American gay pornographic actor

Flex-Deon Blake (born Kevin Lorenzo Moss; April 25, 1962 – March 1, 2021) was an American-French gay pornographic actor who has appeared in gay pornographic films, gay pornographic magazines, and on websites. He starred in several bareback productions, including the controversial film Niggas' Revenge. In 2004, he was inducted into the Grabby Awards "Wall of Fame."

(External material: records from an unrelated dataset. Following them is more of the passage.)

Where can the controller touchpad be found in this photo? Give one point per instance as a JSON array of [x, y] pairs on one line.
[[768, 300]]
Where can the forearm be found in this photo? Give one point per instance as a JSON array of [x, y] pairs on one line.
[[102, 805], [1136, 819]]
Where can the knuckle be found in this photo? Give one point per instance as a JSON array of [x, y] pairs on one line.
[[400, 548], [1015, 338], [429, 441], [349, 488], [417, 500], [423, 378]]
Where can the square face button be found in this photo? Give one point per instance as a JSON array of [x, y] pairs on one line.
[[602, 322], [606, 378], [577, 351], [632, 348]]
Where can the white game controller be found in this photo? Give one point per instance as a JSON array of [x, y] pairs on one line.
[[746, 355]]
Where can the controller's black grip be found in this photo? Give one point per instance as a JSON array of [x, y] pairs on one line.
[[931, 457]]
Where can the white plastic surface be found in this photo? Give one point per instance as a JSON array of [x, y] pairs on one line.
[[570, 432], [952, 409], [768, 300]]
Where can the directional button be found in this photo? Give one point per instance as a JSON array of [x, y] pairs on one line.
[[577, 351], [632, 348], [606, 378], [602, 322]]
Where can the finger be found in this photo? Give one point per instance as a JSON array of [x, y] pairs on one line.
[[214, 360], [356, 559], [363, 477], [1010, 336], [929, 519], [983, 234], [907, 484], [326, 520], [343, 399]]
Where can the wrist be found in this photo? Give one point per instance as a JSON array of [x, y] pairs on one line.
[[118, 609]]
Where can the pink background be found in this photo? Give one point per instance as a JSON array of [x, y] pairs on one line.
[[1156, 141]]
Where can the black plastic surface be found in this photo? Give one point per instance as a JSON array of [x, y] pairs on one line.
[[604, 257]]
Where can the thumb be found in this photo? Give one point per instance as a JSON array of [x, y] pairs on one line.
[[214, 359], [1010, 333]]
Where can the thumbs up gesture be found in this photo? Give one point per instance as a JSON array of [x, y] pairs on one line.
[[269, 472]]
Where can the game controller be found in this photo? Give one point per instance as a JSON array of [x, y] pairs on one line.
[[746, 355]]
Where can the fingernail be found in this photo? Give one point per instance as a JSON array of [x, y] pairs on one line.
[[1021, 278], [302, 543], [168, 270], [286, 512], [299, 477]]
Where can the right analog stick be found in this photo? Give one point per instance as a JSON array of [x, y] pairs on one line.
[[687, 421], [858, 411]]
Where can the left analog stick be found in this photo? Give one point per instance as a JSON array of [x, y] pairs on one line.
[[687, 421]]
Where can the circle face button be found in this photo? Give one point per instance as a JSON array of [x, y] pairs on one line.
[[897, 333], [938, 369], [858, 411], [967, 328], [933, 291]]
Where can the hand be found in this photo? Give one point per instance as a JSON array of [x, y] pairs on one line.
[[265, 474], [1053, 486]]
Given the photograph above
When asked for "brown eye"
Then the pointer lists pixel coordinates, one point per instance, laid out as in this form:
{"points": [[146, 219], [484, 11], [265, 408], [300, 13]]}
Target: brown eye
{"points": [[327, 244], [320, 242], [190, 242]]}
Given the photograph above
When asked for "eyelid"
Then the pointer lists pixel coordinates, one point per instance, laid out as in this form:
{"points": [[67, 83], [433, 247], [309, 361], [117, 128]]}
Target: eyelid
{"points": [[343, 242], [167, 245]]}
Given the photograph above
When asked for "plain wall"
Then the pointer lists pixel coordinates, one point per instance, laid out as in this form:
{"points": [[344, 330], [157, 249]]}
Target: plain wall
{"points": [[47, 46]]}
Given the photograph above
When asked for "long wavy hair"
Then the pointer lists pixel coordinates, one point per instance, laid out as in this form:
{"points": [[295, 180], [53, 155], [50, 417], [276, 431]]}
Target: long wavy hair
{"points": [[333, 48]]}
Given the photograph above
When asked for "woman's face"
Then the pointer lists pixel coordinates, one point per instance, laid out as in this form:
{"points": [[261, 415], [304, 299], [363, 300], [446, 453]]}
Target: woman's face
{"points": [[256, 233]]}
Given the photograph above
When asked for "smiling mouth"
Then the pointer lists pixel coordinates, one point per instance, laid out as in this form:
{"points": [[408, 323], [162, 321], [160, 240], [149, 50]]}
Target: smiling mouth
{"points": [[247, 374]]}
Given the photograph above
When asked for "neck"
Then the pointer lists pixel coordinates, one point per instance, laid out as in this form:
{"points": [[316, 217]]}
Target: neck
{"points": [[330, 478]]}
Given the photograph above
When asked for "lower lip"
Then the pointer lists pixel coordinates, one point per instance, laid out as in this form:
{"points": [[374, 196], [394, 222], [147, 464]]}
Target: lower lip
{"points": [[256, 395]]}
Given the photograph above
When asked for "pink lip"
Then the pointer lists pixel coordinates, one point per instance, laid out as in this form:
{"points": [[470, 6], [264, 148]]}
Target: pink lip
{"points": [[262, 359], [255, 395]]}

==Early life and education==
Blake joined the US Air Force after high school, serving for 13 years until he was honorably discharged in 1992. He then pursued a degree in piano at Florida A&M University before finding employment as a correctional officer.

==Gay pornographic career==
According to the Internet Movie Database, between 1995 and 2005 Flex-Deon Blake appeared in 42 gay pornographic films. This list includes mainstream productions such as Bacchus's Black Workout 10 as well as more controversial movies, such as SX Video's Barebacking with Jeff Palmer, vol. 3, in which Blake co-starred with the well-known gay performer Jeff Palmer. In 2001, Blake appeared in Dick Wadd's film Niggas' Revenge, which the Dick Wadd website describes as "a film so controversial that many stores won't carry it." Niggas' Revenge enacts the rape and sexual humiliation of a group of neo-Nazi skinheads by three African-American brothers whose rage the neo-Nazis provoked by their racist actions.

- As a subject of Gay Studies
The film Niggas' Revenge, and Flex-Deon Blake's role in it, have become the subject of academic discussion. In his book, Unlimited Intimacy: Reflections on the Subculture of Barebacking, Tim Dean, a professor at the University at Buffalo, treats Niggas' Revenge in detail because of the way in which it fetishizes the simultaneous transgression of a number of taboos, all in order, Dean argues, to "conjure the transgressive charge of unprotected anal sex among gay men." The representation of interracial sex, rape, violence, and incest (between Chris Blake and Bobby Blake) is enhanced by what Dean calls Flex-Deon Blake's "phallicized" appearance:

[The African-American performers] are heavily pierced and tattooed, especially Flex-Deon Blake, who, in addition to pierced ears, eyebrow, nipples, and navel, sports a formidable Prince Albert through the head of his penis. The thick silver hoops that adorn his body are complemented by the chain-link harness that he dons for the sex scenes, along with black leather boots …

==Personal life==
Flex-Deon Blake was the long-term partner of the well-known black gay pornographic actor Bobby Blake. The latter referred Flex-Deon to the adult industry producer Edward James. The story is part of Bobby's book, My Life in Porn. Flex-Deon Blake, in rediscovering his Christian roots, founded the Dallas-based "BrothasNDaSpirit", a ministry that helps all people resolve any conflict between Christian spirituality and someone's sexual orientation.

Flex-Deon Blake died on March 1, 2021 at the age of 58.